Bertrand Blanchet, un entrepreneur de Magog qui a ouvert en 2011 une clinique médicale dans le cadre d'un projet domiciliaire de 500 unités pour retraités et préretraités, croit pour sa part offrir plus au patient qu'une clinique appartenant à un médecin. «C'est extrêmement fastidieux pour des médecins de monter des cliniques, alors que nous arrivons à rassembler plusieurs disciplines sous un même toit. Nous avons un podiatre, un psychologue, un physiothérapeute. Nous sommes multidisciplinaires. Ça aurait été impossible de rassembler tout ça si la clinique avait été ouverte par un ou deux médecins.» La clinique, indique-t-il, est aussi un atout incroyable pour attirer de nouveaux acheteurs.

C'est aussi pour attirer la clientèle si le Groupe Dallaire a eu l'idée, il y a six ans, d'ouvrir une clinique dans un centre commercial dont il est propriétaire à Québec. «On a approché des médecins en leur disant qu'on leur fournirait les locaux, mais ils nous ont demandé d'être propriétaires avec eux, raconte le vice-président de l'entreprise, Alain Dallaire. Ils ne voulaient pas perdre de temps avec la gestion et la construction.»
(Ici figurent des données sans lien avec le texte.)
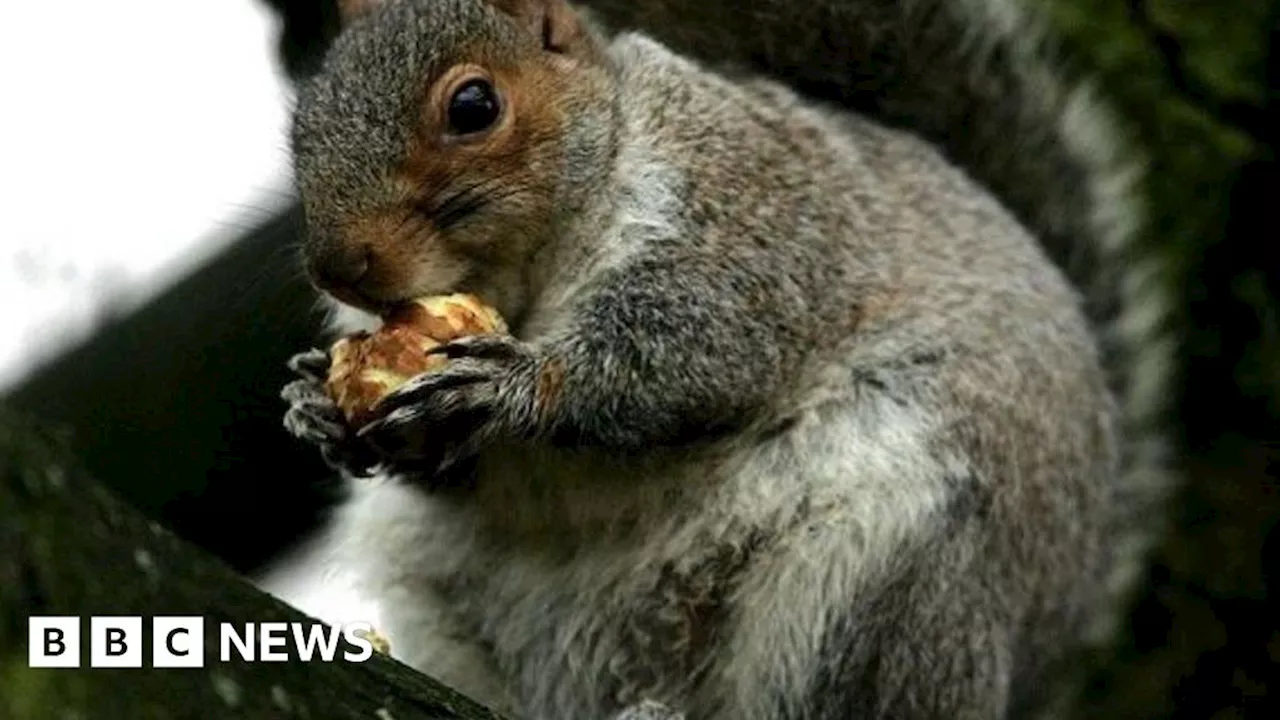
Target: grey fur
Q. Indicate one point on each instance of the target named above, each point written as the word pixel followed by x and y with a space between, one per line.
pixel 832 433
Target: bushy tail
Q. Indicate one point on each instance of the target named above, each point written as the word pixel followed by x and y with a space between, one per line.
pixel 977 78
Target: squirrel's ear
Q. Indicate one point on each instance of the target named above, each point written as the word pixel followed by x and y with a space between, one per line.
pixel 352 9
pixel 554 21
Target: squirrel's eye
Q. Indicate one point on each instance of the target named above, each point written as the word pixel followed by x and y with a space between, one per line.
pixel 474 108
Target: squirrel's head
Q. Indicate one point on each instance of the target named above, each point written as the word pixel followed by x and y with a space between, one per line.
pixel 443 141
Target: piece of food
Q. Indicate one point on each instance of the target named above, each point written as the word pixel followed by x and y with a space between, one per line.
pixel 368 367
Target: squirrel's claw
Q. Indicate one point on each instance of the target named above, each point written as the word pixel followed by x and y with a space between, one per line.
pixel 648 710
pixel 314 418
pixel 312 364
pixel 444 417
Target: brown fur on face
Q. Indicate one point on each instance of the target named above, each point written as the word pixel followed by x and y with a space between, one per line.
pixel 453 210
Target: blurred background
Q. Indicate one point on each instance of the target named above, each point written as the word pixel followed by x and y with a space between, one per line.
pixel 140 139
pixel 150 292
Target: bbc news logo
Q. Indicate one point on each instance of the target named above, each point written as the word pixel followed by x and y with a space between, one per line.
pixel 179 642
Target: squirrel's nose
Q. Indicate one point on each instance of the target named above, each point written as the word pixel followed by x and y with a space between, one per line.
pixel 341 267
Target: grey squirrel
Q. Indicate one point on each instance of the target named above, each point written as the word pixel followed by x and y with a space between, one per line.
pixel 833 372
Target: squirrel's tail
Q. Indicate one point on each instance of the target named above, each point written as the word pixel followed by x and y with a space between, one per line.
pixel 977 78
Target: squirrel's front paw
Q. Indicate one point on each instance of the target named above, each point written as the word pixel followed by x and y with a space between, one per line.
pixel 648 710
pixel 485 393
pixel 314 417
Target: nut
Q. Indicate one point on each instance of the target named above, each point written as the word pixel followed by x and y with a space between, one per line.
pixel 368 367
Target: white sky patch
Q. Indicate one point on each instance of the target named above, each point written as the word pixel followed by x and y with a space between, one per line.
pixel 136 139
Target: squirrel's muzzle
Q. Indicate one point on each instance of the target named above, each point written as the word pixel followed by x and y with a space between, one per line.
pixel 339 268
Quelques années plus tard, la Cité médicale est la plus grosse clinique de la capitale, peut-être même de la province. Une deuxième succursale a récemment ouvert à Montréal, dans un autre édifice appartenant au promoteur. Une troisième sera inaugurée cet été à Charlesbourg. «On ne s'ingère pas dans la médecine. Ce sont les directeurs médicaux qui s'en chargent. Nous, on s'occupe des finances, des ressources humaines et de la gestion au «day to day» », laisse entendre le vice-président.

Craintes de frais accessoires

Les inquiétudes subsistent tout de même. «[Ces cliniques] ont tendance à offrir des soins qui ne sont pas nécessaires parce qu'ils sont plus payants», affirme le Dr Vadeboncoeur, faisant référence aux prises de sang et au test du tapis roulant compris dans les bilans annuels. «Ce n'est pas une médecine qui ajoute à la santé des patients.»

Selon lui, les cliniques devraient rester la propriété des médecins. «Si tu entres des corporations ou des non-médecins là-dedans, ça crée une distorsion. Et tu ne veux pas interférer entre le médecin et le patient.»

Au Collège des médecins, ce sont des frais accessoires que l'on s'inquiète. «C'est rare qu'il y a des combines entre deux médecins, mais avec des laboratoires ou des pharmaciens [comme propriétaires], la combine peut être possible», croit le Dr Bernard. Il s'inquiète notamment que des médecins reçoivent des avantages indus en favorisant certaines clientèles. Par exemple, en donnant des rendez-vous plus rapidement aux patients qui acceptent de payer pour un bilan médical.

Le cabinet du ministre de la Santé se fait rassurant. «Notre objectif est que les médecins gardent leur indépendance professionnelle, assure l'attachée de presse du ministre Réjean Hébert, Ariane Lareau. Mais ils sont encadrés par leur code de déontologie. Il y a des balises. Les médecins doivent louer leurs locaux et payer un bail au prix du marché. Ils ne doivent pas avoir d'avantages indus et le Collège des médecins est vigilant là-dessus. Le Ministère est ouvert à faire des analyses si des problèmes sont soulevés.»